Hi Lidor, are you able to provide a sample of your input data and expected output data? Also, note that it is only safe to use ?product in the m/pred function like that for small maps e.g. PersistentArrayMap.

Lidor Cohen17:08:20

well it will be pretty hard because the input is quite dirty, its is basically a parsed csv (vector of vectors) with 54 columns and the first vector being the headers, so something like this:

{:products [["name" "some" "unimportant" "values" ... "description" ... "price" ... "media" ... "tags" ...]
            ["some-name" "bla"  "bla" "bla" ... "some long description" ... "42" ... "" ... "238;239;756;785;1111;" ...]
 :tags     [["Category ID" ... "Category Name" ... "Parent" ...]
            ["238" ... "catcat" ... "catcat's mom"]
            ["239" ... "catcat's mom" ... ""]
And the output should look something like this:
[{"name" "some-name"
 "description" "some long description"
 "price" 42
 "media" {"data" {"src" ""}}
 "product_tags" [{"name" "catcat" "parent" "catcat's mom"}
                 {"name" "catcat's mom" "parent" ""}
I'm guessing I didn't use meanderright for this task, I'm just starting to learn its deeper powers 😅

Lidor Cohen17:08:02

I could clean the input before inputting into meander but I was hoping to be able to use meander for that as well...


For the CSV, personally, I would zipmap the fields or pluck them out with nth, etc. in a preprocessing step and then run them through meander.


I would also index the tags as well. You can then do the joins much more easily (and more legibly).

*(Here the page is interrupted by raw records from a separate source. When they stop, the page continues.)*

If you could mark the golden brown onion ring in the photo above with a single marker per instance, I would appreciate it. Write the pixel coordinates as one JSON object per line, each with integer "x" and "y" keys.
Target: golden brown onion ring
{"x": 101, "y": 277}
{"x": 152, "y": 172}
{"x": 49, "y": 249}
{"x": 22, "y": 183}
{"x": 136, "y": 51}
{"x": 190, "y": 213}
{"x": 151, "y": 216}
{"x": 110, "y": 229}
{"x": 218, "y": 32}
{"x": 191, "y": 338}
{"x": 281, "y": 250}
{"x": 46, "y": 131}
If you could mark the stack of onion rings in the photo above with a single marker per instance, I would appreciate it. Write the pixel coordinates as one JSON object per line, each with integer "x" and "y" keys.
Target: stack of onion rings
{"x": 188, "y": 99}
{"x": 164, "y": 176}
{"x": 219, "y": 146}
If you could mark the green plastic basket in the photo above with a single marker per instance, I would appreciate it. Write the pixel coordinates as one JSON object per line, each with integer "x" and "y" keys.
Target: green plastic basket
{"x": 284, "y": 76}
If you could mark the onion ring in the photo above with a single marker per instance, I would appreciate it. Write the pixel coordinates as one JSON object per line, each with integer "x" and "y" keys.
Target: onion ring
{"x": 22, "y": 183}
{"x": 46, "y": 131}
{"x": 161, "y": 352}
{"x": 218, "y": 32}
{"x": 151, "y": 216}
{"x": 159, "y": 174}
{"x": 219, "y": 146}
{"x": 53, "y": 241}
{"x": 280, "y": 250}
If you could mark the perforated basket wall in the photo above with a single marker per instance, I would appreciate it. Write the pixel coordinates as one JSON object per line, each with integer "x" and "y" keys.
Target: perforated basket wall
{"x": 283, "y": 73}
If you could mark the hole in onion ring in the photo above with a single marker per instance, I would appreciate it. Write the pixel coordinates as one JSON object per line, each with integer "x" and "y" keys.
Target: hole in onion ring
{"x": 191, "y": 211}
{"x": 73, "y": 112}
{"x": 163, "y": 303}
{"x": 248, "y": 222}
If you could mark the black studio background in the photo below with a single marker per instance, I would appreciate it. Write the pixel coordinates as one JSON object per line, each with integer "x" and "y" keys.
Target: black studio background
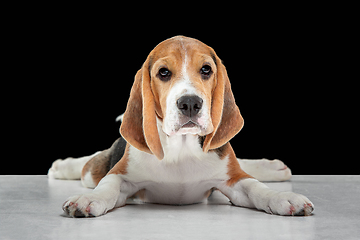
{"x": 73, "y": 77}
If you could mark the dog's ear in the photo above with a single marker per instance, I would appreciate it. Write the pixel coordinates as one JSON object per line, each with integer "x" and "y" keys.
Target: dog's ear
{"x": 139, "y": 126}
{"x": 225, "y": 114}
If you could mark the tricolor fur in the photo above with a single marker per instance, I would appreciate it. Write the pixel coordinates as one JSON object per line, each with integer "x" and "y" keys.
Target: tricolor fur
{"x": 175, "y": 147}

You could also drop the first rows (headers) from each of the two data sets.


Then you could

{:products (m/scan {:as ?product ,,,})
 :tags (m/scan {:name (m/pred #(contains ,,,) ,,,})}

Lidor Cohen18:08:26

Great I was wondering where I should do the cleaning, now I have an answer 😁


LMK if you need help with next steps. 🙂

Lidor Cohen23:08:43

So I came up with this:

(m/search data

            {:products (m/scan {"Product Name" ?product-name
                                "Meta Tag Description" ?description
                                "Price" ?price
                                "Image(Main image)" ?media
                                "Length" ?length
                                "Width" ?width
                                "height" ?height
                                "Weight" ?weight
                                "Manufacturer" ?manufacturer
                                "Product Tags" ?product-tags
                                "Categories id" ?categories-id})

             :categories (m/scan {"Category ID" (m/pred #(some #{%} (split ?categories-id ";")))
                                  "Category Name" ?category-name
                                  "Parent" ?parent})}

            {"name" ?product-name
             "description" ?description
             "price" ?price
             "media" {"data" {"src" ?media}}
             "categories-id" (split ?categories-id ";")
             "category-name" [?category-name]})
And it seems that the second scan emits every match as its own entry so instead of this:
[{"name" "some-name"
 "description" "some long description"
 "price" 42
 "media" {"data" {"src" ""}}
 "product_tags" [{"name" "catcat" "parent" "catcat's mom"}
                 {"name" "catcat's mom" "parent" ""}
I get this:
[{"name" "some-name"
 "description" "some long description"
 "price" 42
 "media" {"data" {"src" ""}}
 "product_tags" [{"name" "catcat" "parent" "catcat's mom"}]}
{"name" "some-name"
 "description" "some long description"
 "price" 42
 "media" {"data" {"src" ""}}
 "product_tags" [{"name" "catcat's mom" "parent" ""}]}
which actually makes sense as I understand meander better, but for my task I need to aggregate all of the tags under the relevant product's "product_tags"

Lidor Cohen07:08:31

I figured what I'm looking for is a join + group by

Lidor Cohen08:08:18

I found a previous answer that suggests to do the group-by out side of meander. can't wait to see how far will you go with meander, for now I'm happy with the current solution, thank you! P.S I invested time learning meander as I believe in it as a general declarative solution for the complicated data transformations in our company, so... rooting for ya!